Today turned into a reflective one as I found myself collating resources I’ve created over the past few years. It’s a process that often reveals patterns I don’t notice when I’m busy “doing”.

One moment that resurfaced came from 2021, during a breakout session in a Hope-Action Theory webinar. Someone commented that while the framework was interesting and valuable, it probably wouldn’t land with certain client groups, such as first responders or people working in the mining industry.
Their reasoning was that the language used, and the pinwheel metaphor, felt too abstract.
It was a fair comment.
But it also made me curious… and, if I’m honest, a little stubborn.
I found myself wondering whether this was genuinely a limitation of the framework, or whether it reflected something else. Perhaps unconscious bias. Perhaps narrow probability thinking. Perhaps assumptions about who certain ideas are “for”.
I’d seen similar reactions before when introducing creative engagement strategies with veteran groups. Responses ranged from curious interest, to polite scepticism, to outright rejection (“nope… this sounds like hippy sh*t” 💩).
What helped shift perceptions wasn’t changing the strategy itself.
It was changing the language.
When I began explaining ideas using military language, metaphors, and lived reference points, the same concepts suddenly felt more familiar, practical, and usable. Nothing about the underlying thinking had changed. The translation had.

Around the same time, I had started using automotive language with REME / RAEME veterans to help them articulate transferable skills and strengths. That experience stayed with me. So rather than accepting that some frameworks “just don’t fit” certain groups, my curiosity (and stubbornness) kicked in again.
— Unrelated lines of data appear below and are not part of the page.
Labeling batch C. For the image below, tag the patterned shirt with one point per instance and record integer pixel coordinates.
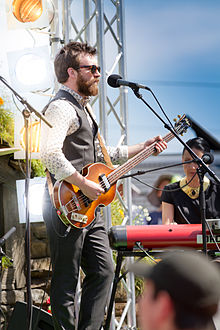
(63, 117)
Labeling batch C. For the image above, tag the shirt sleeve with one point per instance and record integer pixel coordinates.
(167, 195)
(63, 117)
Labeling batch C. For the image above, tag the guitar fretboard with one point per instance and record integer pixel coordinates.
(134, 161)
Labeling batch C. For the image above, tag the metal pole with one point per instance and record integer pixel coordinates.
(124, 115)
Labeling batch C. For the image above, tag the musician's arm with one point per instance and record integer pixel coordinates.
(167, 213)
(135, 149)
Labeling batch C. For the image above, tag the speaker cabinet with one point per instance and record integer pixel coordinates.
(41, 319)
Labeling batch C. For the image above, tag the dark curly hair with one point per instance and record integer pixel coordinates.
(68, 57)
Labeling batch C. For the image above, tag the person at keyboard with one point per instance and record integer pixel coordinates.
(180, 200)
(181, 292)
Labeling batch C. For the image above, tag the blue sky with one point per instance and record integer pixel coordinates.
(171, 46)
(170, 43)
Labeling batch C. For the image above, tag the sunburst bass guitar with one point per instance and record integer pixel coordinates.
(77, 210)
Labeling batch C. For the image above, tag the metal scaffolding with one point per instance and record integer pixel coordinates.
(102, 24)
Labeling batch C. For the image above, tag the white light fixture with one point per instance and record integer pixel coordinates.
(30, 69)
(36, 190)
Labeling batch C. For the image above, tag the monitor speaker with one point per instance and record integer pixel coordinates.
(41, 319)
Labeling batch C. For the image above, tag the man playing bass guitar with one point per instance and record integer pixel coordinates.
(66, 148)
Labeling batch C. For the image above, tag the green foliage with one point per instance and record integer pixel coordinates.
(6, 124)
(117, 212)
(38, 169)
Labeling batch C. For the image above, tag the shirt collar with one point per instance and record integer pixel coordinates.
(82, 100)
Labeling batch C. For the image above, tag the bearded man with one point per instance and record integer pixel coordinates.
(66, 148)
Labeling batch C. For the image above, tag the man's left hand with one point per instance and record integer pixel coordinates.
(160, 146)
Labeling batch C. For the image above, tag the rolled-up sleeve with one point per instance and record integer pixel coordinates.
(61, 116)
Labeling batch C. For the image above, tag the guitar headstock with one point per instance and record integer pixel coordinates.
(182, 124)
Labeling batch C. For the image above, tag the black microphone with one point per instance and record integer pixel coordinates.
(116, 81)
(208, 158)
(67, 231)
(7, 235)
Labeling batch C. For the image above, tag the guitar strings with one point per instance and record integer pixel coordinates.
(113, 177)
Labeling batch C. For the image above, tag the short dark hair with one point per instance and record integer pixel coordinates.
(68, 57)
(184, 319)
(198, 143)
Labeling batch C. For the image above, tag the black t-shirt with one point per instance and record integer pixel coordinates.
(188, 208)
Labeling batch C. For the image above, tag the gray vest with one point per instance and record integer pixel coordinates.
(79, 147)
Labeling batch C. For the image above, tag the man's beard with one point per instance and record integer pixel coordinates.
(87, 88)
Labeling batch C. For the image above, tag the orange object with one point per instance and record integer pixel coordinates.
(27, 10)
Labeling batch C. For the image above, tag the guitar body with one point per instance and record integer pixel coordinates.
(74, 208)
(77, 210)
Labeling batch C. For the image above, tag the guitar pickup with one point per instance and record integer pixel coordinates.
(104, 182)
(79, 217)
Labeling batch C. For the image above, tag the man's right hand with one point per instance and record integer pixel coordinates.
(89, 188)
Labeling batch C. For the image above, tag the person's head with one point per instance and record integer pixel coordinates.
(154, 195)
(200, 147)
(181, 292)
(76, 67)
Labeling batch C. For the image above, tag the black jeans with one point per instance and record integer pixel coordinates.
(88, 248)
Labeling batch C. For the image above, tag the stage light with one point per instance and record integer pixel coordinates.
(27, 10)
(30, 69)
(36, 191)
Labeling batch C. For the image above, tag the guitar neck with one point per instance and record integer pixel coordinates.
(114, 176)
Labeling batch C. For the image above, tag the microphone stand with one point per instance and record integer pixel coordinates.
(28, 109)
(198, 160)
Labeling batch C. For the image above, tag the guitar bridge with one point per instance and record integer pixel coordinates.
(79, 217)
(104, 182)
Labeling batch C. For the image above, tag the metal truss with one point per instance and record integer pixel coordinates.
(102, 24)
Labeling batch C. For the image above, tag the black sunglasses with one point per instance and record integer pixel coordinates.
(92, 68)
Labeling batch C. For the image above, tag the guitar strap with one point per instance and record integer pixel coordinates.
(104, 152)
(107, 159)
(50, 185)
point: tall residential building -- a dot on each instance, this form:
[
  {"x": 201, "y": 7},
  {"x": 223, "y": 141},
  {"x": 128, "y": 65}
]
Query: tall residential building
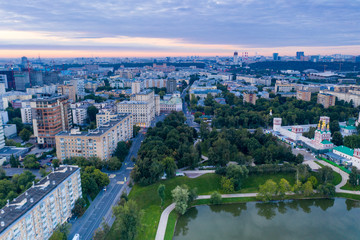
[
  {"x": 303, "y": 95},
  {"x": 79, "y": 112},
  {"x": 36, "y": 78},
  {"x": 79, "y": 86},
  {"x": 2, "y": 88},
  {"x": 171, "y": 85},
  {"x": 100, "y": 142},
  {"x": 135, "y": 87},
  {"x": 104, "y": 117},
  {"x": 2, "y": 135},
  {"x": 300, "y": 55},
  {"x": 38, "y": 211},
  {"x": 3, "y": 79},
  {"x": 275, "y": 56},
  {"x": 51, "y": 115},
  {"x": 142, "y": 106},
  {"x": 250, "y": 98},
  {"x": 69, "y": 90},
  {"x": 22, "y": 81},
  {"x": 236, "y": 58},
  {"x": 26, "y": 112},
  {"x": 326, "y": 100}
]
Over the last five years, I’ve continued to research and develop frameworks and resources that draw on language and themes from the automotive industry and motorsports, grounded in Hope-Action Theory and creative engagement strategies.
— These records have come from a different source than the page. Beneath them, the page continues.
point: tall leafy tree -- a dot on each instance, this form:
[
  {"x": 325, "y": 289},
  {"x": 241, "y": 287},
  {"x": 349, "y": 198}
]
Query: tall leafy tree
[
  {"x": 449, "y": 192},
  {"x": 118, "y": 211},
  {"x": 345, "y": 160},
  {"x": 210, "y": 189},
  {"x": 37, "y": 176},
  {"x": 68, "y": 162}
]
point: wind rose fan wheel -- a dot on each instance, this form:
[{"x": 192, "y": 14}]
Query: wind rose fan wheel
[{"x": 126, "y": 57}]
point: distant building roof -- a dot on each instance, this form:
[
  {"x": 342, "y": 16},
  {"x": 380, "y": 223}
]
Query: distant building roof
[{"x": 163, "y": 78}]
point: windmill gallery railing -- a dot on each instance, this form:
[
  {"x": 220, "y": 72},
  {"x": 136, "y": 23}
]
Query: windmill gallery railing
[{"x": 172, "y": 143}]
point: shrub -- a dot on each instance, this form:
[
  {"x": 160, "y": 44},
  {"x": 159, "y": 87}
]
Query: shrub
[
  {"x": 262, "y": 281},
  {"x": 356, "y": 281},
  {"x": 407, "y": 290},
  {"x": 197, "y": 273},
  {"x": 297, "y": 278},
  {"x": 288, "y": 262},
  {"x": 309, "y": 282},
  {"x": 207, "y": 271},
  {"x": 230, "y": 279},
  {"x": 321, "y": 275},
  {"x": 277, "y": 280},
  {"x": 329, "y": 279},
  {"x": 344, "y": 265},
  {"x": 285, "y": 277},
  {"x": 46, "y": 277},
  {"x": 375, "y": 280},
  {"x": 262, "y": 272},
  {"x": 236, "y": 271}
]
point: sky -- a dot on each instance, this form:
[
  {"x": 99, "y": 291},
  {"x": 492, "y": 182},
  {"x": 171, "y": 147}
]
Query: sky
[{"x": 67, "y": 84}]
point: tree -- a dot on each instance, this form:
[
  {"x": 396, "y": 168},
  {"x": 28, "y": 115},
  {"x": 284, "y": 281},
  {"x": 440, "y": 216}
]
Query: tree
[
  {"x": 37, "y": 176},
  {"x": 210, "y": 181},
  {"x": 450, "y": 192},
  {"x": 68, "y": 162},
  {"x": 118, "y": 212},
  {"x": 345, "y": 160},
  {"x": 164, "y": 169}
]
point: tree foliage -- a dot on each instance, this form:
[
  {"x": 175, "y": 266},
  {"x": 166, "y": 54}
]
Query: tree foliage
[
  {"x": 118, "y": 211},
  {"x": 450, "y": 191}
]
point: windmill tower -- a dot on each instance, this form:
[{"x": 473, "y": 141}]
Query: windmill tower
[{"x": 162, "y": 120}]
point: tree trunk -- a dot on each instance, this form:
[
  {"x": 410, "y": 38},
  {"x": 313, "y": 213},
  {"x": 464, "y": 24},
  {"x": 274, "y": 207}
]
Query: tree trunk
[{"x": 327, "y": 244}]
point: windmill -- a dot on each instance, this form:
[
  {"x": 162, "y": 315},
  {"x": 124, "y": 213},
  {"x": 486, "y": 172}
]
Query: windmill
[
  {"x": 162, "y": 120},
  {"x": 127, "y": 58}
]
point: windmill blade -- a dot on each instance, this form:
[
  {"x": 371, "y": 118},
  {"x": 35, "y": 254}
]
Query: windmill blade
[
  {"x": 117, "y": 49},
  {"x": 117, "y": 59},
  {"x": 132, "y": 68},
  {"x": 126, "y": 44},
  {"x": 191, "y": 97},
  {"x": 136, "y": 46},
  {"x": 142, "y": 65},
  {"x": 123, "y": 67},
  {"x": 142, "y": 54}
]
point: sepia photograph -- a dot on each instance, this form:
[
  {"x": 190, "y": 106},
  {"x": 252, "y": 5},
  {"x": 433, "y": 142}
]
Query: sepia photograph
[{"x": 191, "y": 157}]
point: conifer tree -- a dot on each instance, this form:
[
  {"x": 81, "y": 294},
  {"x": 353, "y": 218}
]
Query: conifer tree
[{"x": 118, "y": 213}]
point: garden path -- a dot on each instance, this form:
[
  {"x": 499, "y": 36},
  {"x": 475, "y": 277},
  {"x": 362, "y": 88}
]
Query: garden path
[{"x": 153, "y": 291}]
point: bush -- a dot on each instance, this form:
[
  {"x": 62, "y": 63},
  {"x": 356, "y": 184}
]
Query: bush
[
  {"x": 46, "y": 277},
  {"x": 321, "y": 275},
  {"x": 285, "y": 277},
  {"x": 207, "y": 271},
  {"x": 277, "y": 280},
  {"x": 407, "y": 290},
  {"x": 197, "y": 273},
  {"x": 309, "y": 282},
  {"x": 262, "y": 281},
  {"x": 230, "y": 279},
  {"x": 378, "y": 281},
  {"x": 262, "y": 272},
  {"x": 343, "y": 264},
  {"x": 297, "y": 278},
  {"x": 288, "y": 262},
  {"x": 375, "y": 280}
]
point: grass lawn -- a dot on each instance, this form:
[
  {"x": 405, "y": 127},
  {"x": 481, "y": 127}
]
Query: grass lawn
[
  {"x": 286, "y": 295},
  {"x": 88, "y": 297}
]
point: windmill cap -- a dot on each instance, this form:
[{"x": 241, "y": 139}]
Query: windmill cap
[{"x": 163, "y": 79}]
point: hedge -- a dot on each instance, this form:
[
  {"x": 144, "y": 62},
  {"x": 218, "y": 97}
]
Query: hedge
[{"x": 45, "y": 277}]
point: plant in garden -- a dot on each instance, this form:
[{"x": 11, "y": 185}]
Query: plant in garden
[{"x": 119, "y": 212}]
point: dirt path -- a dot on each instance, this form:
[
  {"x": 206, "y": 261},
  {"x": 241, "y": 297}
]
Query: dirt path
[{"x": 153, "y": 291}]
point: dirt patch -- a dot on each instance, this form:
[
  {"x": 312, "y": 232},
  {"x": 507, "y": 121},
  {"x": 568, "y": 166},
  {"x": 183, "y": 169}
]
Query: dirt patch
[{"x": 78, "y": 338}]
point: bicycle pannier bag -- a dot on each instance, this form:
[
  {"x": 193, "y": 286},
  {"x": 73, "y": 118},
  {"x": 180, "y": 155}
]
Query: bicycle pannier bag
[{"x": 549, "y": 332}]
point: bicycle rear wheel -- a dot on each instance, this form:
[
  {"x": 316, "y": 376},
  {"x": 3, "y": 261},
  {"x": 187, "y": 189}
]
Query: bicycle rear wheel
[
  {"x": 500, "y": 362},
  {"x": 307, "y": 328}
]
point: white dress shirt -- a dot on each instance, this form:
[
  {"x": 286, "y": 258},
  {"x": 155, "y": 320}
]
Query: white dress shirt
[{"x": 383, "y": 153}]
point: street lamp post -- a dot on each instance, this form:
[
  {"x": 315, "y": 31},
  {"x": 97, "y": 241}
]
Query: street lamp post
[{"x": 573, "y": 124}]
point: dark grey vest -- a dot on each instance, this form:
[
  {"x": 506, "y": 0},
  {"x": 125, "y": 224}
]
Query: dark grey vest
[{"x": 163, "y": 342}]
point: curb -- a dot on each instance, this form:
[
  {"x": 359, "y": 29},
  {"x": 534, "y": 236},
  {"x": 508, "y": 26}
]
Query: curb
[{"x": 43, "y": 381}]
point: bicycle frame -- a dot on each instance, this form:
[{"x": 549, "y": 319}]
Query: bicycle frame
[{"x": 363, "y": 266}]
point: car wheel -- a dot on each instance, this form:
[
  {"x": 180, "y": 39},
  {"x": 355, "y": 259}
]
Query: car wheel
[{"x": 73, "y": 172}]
The intention has always been the same.
To help individuals and teams get curious, spark ideas, stretch their box thinking, and get unstuck.
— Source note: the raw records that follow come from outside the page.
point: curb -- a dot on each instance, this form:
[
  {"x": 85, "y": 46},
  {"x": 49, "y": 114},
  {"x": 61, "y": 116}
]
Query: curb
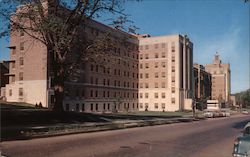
[{"x": 12, "y": 133}]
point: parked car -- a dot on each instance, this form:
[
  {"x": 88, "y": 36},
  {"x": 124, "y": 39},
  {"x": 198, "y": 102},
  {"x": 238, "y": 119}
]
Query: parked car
[
  {"x": 242, "y": 143},
  {"x": 208, "y": 114},
  {"x": 216, "y": 114},
  {"x": 226, "y": 113},
  {"x": 245, "y": 112}
]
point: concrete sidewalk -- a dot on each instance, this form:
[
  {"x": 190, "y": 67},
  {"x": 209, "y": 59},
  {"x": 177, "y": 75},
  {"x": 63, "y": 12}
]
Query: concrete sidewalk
[{"x": 28, "y": 132}]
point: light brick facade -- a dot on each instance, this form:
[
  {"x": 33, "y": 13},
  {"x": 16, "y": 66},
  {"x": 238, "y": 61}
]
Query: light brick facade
[{"x": 165, "y": 73}]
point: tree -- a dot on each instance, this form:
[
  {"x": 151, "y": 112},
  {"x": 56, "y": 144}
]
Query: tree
[{"x": 58, "y": 24}]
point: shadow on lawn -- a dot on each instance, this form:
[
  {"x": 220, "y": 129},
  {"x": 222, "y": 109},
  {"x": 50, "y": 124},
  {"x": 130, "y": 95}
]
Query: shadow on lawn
[{"x": 241, "y": 125}]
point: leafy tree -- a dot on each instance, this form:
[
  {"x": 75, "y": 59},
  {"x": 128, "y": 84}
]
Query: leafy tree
[
  {"x": 58, "y": 24},
  {"x": 243, "y": 98}
]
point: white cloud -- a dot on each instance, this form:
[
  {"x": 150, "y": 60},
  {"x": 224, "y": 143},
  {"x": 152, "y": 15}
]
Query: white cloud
[{"x": 232, "y": 50}]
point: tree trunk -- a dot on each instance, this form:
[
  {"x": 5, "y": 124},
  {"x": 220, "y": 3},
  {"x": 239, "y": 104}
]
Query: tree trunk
[{"x": 59, "y": 95}]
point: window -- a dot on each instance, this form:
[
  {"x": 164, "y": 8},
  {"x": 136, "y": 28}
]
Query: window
[
  {"x": 163, "y": 85},
  {"x": 20, "y": 91},
  {"x": 96, "y": 68},
  {"x": 13, "y": 51},
  {"x": 104, "y": 106},
  {"x": 22, "y": 46},
  {"x": 21, "y": 60},
  {"x": 13, "y": 65},
  {"x": 173, "y": 100},
  {"x": 163, "y": 64},
  {"x": 91, "y": 67},
  {"x": 104, "y": 82},
  {"x": 141, "y": 105},
  {"x": 156, "y": 75},
  {"x": 163, "y": 106},
  {"x": 10, "y": 92},
  {"x": 156, "y": 55},
  {"x": 156, "y": 46},
  {"x": 83, "y": 107},
  {"x": 156, "y": 95},
  {"x": 77, "y": 107},
  {"x": 91, "y": 107},
  {"x": 67, "y": 107},
  {"x": 163, "y": 55},
  {"x": 141, "y": 85},
  {"x": 173, "y": 79},
  {"x": 156, "y": 64},
  {"x": 21, "y": 33},
  {"x": 21, "y": 76},
  {"x": 173, "y": 89},
  {"x": 96, "y": 107},
  {"x": 163, "y": 95},
  {"x": 108, "y": 106},
  {"x": 91, "y": 80},
  {"x": 173, "y": 69},
  {"x": 156, "y": 105},
  {"x": 163, "y": 74},
  {"x": 156, "y": 85},
  {"x": 173, "y": 58},
  {"x": 141, "y": 56},
  {"x": 12, "y": 78}
]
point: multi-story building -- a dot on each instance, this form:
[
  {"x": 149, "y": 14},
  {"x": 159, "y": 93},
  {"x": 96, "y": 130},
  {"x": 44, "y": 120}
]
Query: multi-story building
[
  {"x": 109, "y": 84},
  {"x": 221, "y": 79},
  {"x": 4, "y": 70},
  {"x": 202, "y": 82},
  {"x": 165, "y": 73}
]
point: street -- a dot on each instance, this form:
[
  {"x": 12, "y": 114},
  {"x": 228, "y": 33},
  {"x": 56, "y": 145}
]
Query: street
[{"x": 207, "y": 138}]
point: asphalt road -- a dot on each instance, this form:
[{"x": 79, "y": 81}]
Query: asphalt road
[{"x": 209, "y": 138}]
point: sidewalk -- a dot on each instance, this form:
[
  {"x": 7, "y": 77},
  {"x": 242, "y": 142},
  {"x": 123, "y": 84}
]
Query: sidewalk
[{"x": 28, "y": 132}]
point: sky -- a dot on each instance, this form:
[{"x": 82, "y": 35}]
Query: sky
[{"x": 212, "y": 25}]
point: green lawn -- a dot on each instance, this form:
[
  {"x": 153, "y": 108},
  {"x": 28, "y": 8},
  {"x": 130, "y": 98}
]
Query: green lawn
[{"x": 20, "y": 114}]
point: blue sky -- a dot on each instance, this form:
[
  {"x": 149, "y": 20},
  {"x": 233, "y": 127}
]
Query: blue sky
[{"x": 212, "y": 25}]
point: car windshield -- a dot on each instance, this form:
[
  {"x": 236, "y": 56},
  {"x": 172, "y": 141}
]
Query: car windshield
[{"x": 247, "y": 131}]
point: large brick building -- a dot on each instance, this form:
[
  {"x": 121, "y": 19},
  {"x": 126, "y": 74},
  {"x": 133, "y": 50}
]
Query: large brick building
[
  {"x": 100, "y": 87},
  {"x": 165, "y": 73},
  {"x": 162, "y": 72}
]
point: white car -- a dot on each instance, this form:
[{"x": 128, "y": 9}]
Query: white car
[{"x": 208, "y": 114}]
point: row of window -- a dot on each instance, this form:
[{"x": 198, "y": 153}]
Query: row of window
[
  {"x": 156, "y": 55},
  {"x": 116, "y": 83},
  {"x": 116, "y": 72},
  {"x": 156, "y": 95},
  {"x": 105, "y": 107},
  {"x": 156, "y": 65},
  {"x": 106, "y": 94},
  {"x": 156, "y": 75},
  {"x": 156, "y": 105},
  {"x": 20, "y": 92},
  {"x": 156, "y": 46}
]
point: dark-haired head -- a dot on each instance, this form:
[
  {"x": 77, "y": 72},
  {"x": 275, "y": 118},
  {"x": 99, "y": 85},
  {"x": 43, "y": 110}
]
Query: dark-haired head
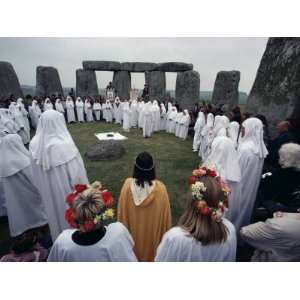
[{"x": 144, "y": 169}]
And from there, to move toward possibility thinking, sustainable hope, and happiness.

That work hasn’t always been easy. It has meant spending a lot of time learning, and continuing to learn, technical automotive language and motorsport contexts. It has involved listening, asking questions, and being willing to sit in unfamiliar territory. But that effort matters.
Not because cars are the point.
But because familiar, concrete language helps people make sense of complex ideas such as self-reflection, clarity, visioning, adaptation, and problem-solving. Language can act as a bridge between lived experience and new ways of thinking, especially in environments where abstract or therapeutic language may feel alien or unhelpful.

Looking back, I realise I was doing this instinctively years ago when teaching young children. In a classroom, if your language doesn’t land, meaning doesn’t either.
And anyone who has ever taught a room full of five- to seven-year-olds knows exactly what happens next.
Chaos. Noise. A classroom running amok.
The lesson has stayed with me.
What happens when we stop asking whether people will “get” an idea, and start asking how we might translate it?